In a different direction, there are interesting and significant challenges posed when considering how to implement the “OneChaff” scheme from CS’22 in realistic workflows. We said that this scheme is conceptually simple, and that’s true. Imagine that you had the entire input-output table in front of you, and that you could ask a modern electronic design automation (EDA) tool to produce a circuit from this table. To implement OneChaff, you’d randomly pick, say, 1024 of the inputs listed in this table, and flip the corresponding output-bit value. At its core, that’s the Hide algorithm of OneChaff. But for interesting circuits, you’re likely to have more than 40-bits of input, meaning you’d have a table listing a trillion input-output pairs. But no one designs circuits that way; instead, they design them in high-level specification languages (e.g., VHDL) that, effectively, give a compact way to describe (implicitly) all of those pairs.

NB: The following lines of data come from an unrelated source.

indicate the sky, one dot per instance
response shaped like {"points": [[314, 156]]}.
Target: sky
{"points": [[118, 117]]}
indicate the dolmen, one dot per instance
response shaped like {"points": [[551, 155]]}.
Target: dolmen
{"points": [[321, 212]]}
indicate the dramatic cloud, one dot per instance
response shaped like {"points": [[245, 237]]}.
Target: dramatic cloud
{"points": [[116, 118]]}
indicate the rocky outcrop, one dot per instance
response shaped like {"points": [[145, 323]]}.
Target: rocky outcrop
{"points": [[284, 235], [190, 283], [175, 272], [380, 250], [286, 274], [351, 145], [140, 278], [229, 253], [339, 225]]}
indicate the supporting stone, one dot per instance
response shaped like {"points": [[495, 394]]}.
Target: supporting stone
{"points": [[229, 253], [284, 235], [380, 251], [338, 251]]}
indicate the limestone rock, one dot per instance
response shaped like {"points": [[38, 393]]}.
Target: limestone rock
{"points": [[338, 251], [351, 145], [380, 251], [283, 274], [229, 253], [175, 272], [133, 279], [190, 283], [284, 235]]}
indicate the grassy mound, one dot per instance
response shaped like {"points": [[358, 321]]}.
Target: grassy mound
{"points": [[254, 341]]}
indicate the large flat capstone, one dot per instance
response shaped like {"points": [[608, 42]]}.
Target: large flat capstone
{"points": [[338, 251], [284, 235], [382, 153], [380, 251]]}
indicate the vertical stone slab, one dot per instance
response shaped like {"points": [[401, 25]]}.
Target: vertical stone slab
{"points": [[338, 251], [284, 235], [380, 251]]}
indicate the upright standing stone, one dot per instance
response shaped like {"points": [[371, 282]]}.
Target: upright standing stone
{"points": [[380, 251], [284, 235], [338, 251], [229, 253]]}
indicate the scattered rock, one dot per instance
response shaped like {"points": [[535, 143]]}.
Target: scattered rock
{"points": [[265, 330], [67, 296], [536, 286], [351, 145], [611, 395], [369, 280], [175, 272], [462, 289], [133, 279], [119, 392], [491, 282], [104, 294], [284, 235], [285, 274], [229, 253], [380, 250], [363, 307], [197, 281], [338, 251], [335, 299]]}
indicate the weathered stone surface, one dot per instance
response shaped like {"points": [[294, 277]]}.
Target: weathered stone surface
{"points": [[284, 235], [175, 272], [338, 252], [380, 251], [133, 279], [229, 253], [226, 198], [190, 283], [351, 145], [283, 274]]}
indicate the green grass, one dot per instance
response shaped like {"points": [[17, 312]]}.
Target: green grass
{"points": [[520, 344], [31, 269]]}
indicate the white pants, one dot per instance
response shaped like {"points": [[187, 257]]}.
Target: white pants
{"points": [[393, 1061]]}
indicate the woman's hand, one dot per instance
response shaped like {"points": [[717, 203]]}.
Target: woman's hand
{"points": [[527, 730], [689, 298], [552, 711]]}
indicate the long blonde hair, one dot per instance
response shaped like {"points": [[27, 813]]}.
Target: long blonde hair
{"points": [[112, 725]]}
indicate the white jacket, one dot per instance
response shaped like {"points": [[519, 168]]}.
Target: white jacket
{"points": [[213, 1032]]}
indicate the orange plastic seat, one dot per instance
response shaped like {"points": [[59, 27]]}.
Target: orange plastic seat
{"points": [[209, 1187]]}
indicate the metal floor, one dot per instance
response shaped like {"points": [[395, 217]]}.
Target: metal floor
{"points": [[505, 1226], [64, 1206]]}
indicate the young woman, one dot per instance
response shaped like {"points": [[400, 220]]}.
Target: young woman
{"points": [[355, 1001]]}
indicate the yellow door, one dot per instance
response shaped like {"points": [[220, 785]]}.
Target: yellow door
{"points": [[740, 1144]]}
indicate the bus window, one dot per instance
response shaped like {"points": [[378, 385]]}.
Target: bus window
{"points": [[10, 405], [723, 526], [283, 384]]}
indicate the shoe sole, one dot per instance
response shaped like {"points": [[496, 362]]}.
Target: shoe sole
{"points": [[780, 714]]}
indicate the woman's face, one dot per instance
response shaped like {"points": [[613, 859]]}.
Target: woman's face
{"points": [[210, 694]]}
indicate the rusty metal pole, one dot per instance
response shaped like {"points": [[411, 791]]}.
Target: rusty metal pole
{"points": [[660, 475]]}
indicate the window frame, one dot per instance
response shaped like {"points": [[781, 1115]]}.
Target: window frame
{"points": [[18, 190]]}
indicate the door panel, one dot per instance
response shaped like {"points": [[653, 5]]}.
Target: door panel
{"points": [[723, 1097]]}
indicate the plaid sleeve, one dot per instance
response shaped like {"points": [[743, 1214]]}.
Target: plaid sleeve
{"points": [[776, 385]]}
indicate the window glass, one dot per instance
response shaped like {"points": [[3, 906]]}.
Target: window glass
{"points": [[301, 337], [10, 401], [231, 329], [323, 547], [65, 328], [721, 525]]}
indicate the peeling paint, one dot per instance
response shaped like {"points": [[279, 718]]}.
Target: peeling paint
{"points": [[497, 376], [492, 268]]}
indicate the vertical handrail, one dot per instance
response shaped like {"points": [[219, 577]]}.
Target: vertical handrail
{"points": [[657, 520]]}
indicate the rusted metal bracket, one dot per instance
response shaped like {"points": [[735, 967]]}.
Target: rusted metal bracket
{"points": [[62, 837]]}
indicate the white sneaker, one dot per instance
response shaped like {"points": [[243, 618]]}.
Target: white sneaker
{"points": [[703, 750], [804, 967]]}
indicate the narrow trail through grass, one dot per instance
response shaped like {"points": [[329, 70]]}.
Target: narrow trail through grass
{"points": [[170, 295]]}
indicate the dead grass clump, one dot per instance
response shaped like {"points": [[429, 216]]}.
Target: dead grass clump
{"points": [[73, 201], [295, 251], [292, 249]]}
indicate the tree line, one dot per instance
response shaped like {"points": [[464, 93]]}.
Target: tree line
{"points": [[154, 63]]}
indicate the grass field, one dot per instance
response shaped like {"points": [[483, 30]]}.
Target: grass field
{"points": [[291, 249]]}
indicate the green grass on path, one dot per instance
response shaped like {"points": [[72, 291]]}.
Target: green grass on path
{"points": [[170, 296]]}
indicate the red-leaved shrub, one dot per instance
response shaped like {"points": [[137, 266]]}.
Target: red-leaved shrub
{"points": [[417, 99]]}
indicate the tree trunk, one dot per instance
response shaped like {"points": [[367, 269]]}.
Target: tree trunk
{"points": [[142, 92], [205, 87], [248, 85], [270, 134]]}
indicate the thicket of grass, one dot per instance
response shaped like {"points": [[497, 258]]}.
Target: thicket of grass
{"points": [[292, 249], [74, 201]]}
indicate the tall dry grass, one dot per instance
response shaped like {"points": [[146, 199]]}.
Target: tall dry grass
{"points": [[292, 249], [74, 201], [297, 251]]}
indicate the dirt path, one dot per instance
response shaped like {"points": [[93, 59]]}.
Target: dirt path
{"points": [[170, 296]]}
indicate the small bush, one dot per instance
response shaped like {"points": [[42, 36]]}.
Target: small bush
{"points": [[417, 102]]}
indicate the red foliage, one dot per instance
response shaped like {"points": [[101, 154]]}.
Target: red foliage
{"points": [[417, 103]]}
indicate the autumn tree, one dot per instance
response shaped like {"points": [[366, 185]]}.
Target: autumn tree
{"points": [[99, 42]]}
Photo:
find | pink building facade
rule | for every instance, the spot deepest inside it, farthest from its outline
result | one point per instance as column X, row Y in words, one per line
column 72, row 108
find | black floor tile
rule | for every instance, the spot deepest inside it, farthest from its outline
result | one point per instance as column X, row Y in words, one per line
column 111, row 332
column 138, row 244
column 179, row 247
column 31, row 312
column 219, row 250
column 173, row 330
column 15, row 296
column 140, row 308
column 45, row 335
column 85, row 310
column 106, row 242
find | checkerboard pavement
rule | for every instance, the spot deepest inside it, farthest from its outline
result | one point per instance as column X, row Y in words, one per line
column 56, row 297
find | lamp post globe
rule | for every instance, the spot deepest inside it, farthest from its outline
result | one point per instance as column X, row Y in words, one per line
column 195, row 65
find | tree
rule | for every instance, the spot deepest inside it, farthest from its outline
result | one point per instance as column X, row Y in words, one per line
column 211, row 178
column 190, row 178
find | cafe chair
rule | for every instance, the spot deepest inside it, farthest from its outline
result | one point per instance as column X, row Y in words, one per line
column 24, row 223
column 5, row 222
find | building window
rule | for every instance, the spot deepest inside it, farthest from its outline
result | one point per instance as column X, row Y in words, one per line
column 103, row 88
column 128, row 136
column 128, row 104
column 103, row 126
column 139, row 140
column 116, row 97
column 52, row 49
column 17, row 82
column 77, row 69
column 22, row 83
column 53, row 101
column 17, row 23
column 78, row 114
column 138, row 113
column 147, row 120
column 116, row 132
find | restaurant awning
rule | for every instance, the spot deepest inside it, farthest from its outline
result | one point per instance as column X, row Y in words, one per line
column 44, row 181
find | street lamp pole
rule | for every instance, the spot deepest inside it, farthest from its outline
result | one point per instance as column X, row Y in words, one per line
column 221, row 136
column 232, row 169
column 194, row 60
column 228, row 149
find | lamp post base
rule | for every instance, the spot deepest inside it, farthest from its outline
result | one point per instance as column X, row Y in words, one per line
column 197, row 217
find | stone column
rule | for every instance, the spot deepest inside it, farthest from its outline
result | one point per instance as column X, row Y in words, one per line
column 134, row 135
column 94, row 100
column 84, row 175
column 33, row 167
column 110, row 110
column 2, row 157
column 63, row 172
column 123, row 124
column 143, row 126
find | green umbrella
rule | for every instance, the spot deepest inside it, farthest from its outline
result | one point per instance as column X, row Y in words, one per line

The obvious way to affect the same flipping of 1024 output values would be to augment the high-level code for the original circuit C with a block of conditional logic that tests whether the input is in the identified set and, if so, flip the output of the circuit. Let’s call the corresponding new circuit C’. So far, so good. But if you were to put the code for C into the EDA tool, and separately put the code for C’ into the EDA tool, it is unclear how different would be the resulting gate-and-wire layouts for the two. In particular, the EDA tool is designed to produce circuits optimized for power consumption, silicon wafer area, and runtime performance. It seems reasonable that the optimized circuit for C’ will look very much like the optimized circuit for C, since the difference between the two is a simple block of conditional logic. If that’s the case, then the foundry may be able to identify the subcircuit corresponding to the conditional logic and strip it out, thereby obtaining the optimized circuit for C. Whether or not this is the case needs exploring; in general, how to implement something like OneChaff “pre-EDA” is an open question. Even less clear is how you would implement something like OneChaff “post-EDA,” that is, on circuits that design houses have already run through the standard design workflow. The latter is likely what one would want for (more) rapid integration into current workflows; ultimately, we’d like to see DH functionalities be built into EDA tools.
This post only scratches the surface of what we already know needs to be tackled. Generalizing the existing formal foundations to address circuits with many bits of output and sequential logic, developing secure DH schemes for these settings, assessing the circuit overhead they impose and updating schemes accordingly, shaping DH schemes to fit realistic workflows... Reaching the point of “problem solved” in any of these directions will require many person-years of sustained effort. The return on that investment is potentially huge: Practical, scalable DH solutions would plug a known security hole in a multi-hundred-billion dollar industry of critical importance to national defense, strategic innovation, and commercial product development..
The DH space is a unicorn opportunity for researchers: it is wide open, and full of low-hanging fruits that are opportunities for significant progress; it has interesting challenges to address, both in theory and in practice; it is driven by real and substantial concerns from an industry that is crucial to modern life; and very few researchers already occupy the space. What more could we want?! It’s time to roll up our collective sleeves, and see where the work takes us.
1 Note that the Hide-algorithm operates on the description of a circuit, whereas the Restore-algorithm operates on a chip. These are the sorts of subtleties that are surfaced in the process of establishing good syntax.
2 In fact, because one particular attack —the so-called “SAT attack” [SRM’15]— managed to recover the keys used by all of the then-published schemes, some papers took SAT-attack-resistance as the definition of security.